So what are some other stress buster activities?

  1. Breathe. Breathing deeply sends a message to our bodies to relax.
  2. Visualize calm. You’ve probably heard this before, but going to a happy place in your mind (I enjoy thinking of past vacation spots) can help you relax. For example, try feeling the sand in your toes and remembering what the ocean smells like. (This is especially helpful in calming my mind so I can sleep.)
  3. Take a time out. Spend time doing something you love. It doesn’t have to be for hours, and it won’t make your problems go away, but just reading a book or looking through old pictures for 10 minutes can help energize you to take on the next challenge.
  4. Just say no. We don’t have to do everything. Enough said.
  5. Laugh! Learning to laugh at ourselves and seeing the humor in any situation can reduce stress. Take a break and watch a funny YouTube clip and just laugh for a minute.

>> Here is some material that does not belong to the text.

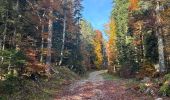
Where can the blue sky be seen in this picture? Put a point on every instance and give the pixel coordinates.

  6. Talk or write it out. Sometimes it’s nice just to get those stressful feelings out. Talk to someone you trust who is no t involved in the stressful situation or write out your feelings. (You can even burn it after if you want.) Writing in a personal journal can be a great stress reliever, and it can provide something great to share with others.
  7. Get pampered. Once in a while, it’s okay to do something you wouldn’t normally do just because you are a wonderful person and you deserve it. For example, get a massage, buy yourself a small treat or stop just to smell the roses or enjoy the sunset.
  8. Seek social support. This is the single most important buffer against stress. It is important to share problems and seek advice from people you trust.
  9. Enjoy leisure activities. Research suggests that leisure activities can be an effective way to ward off the negative effects of stress. Hobbies and other fun activities provide a meaningful way to sharpen skills, express creativity or just blow off steam.
    • Drawing can get you in touch with your artistic side and be useful as a way to process emotions or distract yourself. The end result will be something beautiful and personal that you can enjoy or share. Painting has similar stress management benefits as drawing but through a different medium. Coloring is the new adult stress management tool. There are many online tools and even adult coloring books available.
    • Gardening can be a great stress reliever as you are out in the sunshine, fresh air and have the satisfaction of sprucing up your home!
    • The repetitive motion required for knitting and crocheting can provide an outlet for nervous energy while creating beautiful gifts for yourself or others.
    • Photography can be a great hobby to help you see things differently as you look through the lens. You have a hobby to call your own, and you see the world as a more beautiful place in your daily life.
  10. Make the choice. Look for the good things in your day instead of the negatives. Positive thinking is a choice. You’ll begin to notice “gifts” that you previously took for granted. The frazzled mentality will disappear, and you will become less stressed. A positive attitude can’t change a negative situation into a positive one, but it can help you enjoy the ride a lot more.